The stock market fell again on Thursday and the Standard Poor’s 500-stock index closed below a crucial technical level after disappointing financial forecasts from eBay and other companies cast doubt on the market’s recent strength.
The S. P. 500 ended below its 50-day moving average of 1,543.04 for the first time this year, giving more weight to analysts’ concerns that the market’s recent rally was losing momentum, particularly after two days of sharp declines this week.
The Nasdaq 100 and the Russell 2000 indexes both have closed below their 50-day averages this week, adding to the overall technical pressure on the market.
Technology led the day’s fall. Shares of eBay dropped 5.9 percent to $52.82, a day after the e-commerce company posted results and gave a disappointing earnings forecast for the second quarter. The S. P. technology sector index lost 1.4 percent.
Apple shares extended their slide from Wednesday, when the stock broke below $400 on an intraday basis for the first time since December 2011. The stock tumbled 2.7 percent to close at $392.05 on Thursday.

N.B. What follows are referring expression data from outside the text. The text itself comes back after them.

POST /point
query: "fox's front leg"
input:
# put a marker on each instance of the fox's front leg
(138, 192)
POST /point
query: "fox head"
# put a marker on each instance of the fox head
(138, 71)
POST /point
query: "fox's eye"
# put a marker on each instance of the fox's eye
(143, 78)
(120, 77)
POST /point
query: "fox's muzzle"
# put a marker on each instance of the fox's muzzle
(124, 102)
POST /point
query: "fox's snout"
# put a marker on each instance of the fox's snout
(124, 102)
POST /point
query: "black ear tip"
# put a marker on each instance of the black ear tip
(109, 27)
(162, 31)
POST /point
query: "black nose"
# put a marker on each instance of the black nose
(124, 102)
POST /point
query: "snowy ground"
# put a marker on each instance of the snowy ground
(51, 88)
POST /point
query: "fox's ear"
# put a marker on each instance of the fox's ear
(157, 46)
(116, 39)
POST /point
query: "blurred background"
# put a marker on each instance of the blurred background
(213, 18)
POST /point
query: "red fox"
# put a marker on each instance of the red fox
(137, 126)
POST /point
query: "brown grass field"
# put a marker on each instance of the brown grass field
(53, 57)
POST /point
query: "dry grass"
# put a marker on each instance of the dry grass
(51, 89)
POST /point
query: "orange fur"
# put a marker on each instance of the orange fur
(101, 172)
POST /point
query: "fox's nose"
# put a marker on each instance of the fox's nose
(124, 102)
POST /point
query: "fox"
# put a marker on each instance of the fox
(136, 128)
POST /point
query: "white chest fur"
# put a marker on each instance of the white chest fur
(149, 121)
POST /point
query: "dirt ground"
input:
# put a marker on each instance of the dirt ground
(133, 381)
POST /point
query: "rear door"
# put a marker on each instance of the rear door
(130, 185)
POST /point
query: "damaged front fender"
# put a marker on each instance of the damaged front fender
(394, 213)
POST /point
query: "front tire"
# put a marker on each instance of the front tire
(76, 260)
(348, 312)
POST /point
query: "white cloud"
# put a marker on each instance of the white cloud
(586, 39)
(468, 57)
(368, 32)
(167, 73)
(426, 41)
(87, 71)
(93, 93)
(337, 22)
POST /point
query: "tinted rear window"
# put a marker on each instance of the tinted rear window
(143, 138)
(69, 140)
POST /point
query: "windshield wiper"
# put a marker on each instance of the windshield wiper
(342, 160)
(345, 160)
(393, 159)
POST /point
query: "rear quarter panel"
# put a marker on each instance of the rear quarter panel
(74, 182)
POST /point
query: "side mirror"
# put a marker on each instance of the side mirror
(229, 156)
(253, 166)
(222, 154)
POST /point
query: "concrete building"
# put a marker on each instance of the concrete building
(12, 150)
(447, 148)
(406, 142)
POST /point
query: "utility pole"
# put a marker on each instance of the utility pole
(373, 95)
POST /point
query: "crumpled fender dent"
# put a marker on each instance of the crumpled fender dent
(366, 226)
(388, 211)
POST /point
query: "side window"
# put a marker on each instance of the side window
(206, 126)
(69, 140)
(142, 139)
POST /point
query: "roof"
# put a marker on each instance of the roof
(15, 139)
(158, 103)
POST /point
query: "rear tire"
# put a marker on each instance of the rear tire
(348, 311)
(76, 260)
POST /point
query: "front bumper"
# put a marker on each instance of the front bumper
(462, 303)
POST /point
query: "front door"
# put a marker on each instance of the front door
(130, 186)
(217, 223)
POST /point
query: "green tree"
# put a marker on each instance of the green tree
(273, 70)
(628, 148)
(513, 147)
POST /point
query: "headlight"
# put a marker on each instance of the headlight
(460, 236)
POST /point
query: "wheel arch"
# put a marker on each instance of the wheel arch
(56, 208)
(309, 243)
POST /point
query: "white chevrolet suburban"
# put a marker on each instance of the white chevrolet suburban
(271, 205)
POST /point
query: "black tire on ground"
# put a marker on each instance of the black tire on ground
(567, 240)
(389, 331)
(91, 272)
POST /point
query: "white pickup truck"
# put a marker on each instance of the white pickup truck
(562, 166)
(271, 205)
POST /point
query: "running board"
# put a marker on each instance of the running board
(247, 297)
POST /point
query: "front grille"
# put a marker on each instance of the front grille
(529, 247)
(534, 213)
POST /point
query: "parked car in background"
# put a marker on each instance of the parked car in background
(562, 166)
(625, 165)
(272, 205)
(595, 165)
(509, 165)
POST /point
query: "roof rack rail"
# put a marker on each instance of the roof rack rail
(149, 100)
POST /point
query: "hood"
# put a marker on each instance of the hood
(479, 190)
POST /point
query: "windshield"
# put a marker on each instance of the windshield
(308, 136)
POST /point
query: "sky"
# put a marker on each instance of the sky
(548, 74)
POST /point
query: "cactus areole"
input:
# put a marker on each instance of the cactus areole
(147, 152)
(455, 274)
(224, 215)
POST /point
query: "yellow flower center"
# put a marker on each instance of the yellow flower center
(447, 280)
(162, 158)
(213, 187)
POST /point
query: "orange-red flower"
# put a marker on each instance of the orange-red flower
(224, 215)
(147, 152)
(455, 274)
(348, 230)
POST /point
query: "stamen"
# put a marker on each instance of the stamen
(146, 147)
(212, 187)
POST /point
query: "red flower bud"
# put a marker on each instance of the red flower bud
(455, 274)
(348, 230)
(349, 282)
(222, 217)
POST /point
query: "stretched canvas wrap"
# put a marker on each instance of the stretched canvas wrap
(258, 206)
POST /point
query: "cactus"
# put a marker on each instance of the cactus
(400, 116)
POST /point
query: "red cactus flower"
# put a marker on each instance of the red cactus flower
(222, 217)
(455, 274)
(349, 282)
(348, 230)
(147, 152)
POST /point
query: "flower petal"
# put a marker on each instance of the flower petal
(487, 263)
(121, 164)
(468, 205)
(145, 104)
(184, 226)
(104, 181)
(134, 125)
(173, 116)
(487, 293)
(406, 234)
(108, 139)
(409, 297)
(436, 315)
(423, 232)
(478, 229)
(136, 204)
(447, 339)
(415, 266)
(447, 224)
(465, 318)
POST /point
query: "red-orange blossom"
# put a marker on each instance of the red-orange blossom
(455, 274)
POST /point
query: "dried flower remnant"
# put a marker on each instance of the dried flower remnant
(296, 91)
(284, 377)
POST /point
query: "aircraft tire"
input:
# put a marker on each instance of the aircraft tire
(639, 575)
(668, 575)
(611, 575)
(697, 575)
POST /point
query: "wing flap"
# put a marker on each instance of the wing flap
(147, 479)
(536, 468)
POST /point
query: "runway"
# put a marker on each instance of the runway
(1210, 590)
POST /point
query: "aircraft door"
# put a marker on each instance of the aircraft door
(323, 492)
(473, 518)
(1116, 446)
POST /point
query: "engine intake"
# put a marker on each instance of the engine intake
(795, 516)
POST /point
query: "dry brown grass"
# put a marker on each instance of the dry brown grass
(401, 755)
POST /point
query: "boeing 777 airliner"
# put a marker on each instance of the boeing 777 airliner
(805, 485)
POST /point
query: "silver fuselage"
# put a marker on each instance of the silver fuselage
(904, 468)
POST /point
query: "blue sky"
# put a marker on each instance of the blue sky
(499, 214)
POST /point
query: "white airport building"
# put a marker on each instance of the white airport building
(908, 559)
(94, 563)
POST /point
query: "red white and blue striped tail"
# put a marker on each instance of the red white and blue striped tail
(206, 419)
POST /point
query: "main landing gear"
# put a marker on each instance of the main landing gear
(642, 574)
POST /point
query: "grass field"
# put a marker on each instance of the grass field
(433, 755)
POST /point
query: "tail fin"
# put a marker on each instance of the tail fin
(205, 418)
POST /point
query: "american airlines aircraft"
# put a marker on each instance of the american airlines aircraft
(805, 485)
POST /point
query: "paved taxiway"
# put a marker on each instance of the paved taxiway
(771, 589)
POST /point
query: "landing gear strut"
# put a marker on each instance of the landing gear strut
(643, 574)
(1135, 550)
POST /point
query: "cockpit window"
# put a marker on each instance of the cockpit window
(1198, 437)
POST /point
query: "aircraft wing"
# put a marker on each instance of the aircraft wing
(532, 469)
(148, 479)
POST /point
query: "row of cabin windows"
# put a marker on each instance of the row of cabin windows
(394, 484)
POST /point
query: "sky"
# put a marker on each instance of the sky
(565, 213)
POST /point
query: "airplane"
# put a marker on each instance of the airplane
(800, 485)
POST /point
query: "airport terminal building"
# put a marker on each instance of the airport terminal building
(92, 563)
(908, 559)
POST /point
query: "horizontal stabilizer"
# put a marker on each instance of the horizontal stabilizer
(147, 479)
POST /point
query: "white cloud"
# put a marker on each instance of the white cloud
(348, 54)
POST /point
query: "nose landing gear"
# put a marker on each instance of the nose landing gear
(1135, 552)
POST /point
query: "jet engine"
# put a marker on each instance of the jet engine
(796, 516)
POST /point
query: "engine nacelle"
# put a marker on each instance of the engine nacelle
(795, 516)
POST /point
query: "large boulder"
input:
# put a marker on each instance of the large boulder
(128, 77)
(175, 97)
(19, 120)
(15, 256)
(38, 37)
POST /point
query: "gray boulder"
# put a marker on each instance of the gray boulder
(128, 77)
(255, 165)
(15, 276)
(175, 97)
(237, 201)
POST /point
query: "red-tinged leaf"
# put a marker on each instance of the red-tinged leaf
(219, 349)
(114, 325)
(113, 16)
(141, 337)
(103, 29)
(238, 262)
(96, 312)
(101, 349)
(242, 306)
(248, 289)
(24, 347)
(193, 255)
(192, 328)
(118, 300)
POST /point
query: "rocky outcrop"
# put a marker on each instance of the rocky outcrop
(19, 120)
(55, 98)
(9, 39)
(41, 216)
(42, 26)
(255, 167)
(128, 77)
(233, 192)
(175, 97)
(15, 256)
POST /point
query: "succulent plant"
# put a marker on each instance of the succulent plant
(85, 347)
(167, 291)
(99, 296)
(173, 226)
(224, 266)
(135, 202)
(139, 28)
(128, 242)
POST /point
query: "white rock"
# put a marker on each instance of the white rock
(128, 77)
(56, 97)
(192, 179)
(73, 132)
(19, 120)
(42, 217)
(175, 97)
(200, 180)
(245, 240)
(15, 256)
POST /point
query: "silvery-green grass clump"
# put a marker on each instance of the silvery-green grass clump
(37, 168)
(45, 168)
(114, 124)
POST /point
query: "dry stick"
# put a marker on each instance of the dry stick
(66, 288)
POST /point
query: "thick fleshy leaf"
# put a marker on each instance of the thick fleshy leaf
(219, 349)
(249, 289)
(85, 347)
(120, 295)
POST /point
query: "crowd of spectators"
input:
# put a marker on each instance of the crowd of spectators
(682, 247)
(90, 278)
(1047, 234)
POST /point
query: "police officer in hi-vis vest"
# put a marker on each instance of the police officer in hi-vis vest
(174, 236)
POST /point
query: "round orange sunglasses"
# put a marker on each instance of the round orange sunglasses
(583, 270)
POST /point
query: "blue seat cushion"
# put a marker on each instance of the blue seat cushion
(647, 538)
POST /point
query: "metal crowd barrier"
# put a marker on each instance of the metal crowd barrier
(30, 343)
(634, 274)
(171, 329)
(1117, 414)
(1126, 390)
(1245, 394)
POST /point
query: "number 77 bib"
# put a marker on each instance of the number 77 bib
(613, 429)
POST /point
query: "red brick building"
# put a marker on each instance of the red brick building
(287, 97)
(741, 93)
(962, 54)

The CBOE volatility index, Wall Street’s fear index, gained 6.4 percent to 17.56. The VIX, as it is known, is up roughly 46 percent for the week so far. It still remains well below its recent highs, but the gains could signal a change in the market trend.
“There’s definitely technical damage,” said Bruce Zaro, chief technical strategist at Delta Global Asset Management. “I think that the period we had that had volatility tamped way down has likely ended.”
Stocks have rallied for much of the year on expectations that the American economy would continue to strengthen and that the Federal Reserve would keep its economic stimulus in place.
More recent data on the economy has been less upbeat. On Wednesday, reports showed that factory activity in the mid-Atlantic region cooled in April and that the index of leading economic indicators, a gauge of future economic activity, fell in March for the first time in seven months.
The Dow Jones industrial average slid 81.45 points, or 0.56 percent, to close at 14,537.14. The S. P. 500 dropped 10.40 points, or 0.67 percent, to 1,541.61. The Nasdaq composite index fell 38.31 points, or 1.20 percent, to 3,166.36.
After the bell, a number of prominent technology companies reported their financial results, including I.B.M., whose shares fell 4.2 percent to $198.45 in after-hours trading after its earnings missed analysts’ expectations.
After hours, shares of Google rose 2 percent after it released first-quarter results. It closed at $765.91. Shares of Microsoft shot up 2.7 percent to $29.57 after posting its results.
During Thursday’s regular session, volume was roughly 7.05 billion shares traded on the New York Stock Exchange, the Nasdaq and the NYSE MKT. In comparison, the average daily closing volume is about 6.36 billion this year.
Volume has been heavier on negative days this week, as many investors have anticipated a pullback for some time after stocks’ strong run to start the year and moved quickly to take profits.
The S. P. 500’s moving average was also the floor of the trading range during the last month, making 1,543 a crucial technical support, according to Richard Ross, global technical strategist at Auerbach Grayson.
Mr. Ross and other analysts noted that the S. P. 500 had posted negative second quarters in the last three years.
The S. P. health care sector also experienced big declines, with the UnitedHealth Group down 3.8 percent at $59.69, after the insurer lowered its 2013 revenue outlook.
Other decliners included Morgan Stanley, whose shares dropped 5.4 percent to $20.31 after the bank reported revenue from fixed-income and commodities trading fell sharply from a year earlier. Shares of Bank of America, which posted disappointing results on Wednesday, fell 2.2 percent to $11.44 on Thursday.
The earnings of companies in the S. P. 500 are expected to have risen 1.9 percent in the first quarter, up from the 1.5 percent estimate at the start of the month, based on actual results from 82 companies and estimates for the rest, according to Thomson Reuters data.
Of companies that have reported, 72 percent have topped analysts’ expectations for their earnings, but only 43.9 percent have exceeded revenue forecasts.
In the bond market, interest rates slipped. The price of the Treasury’s 10-year note rose 4/32, to 102 27/32, while its yield dipped to 1.69 percent, from 1.70 percent late Wednesday.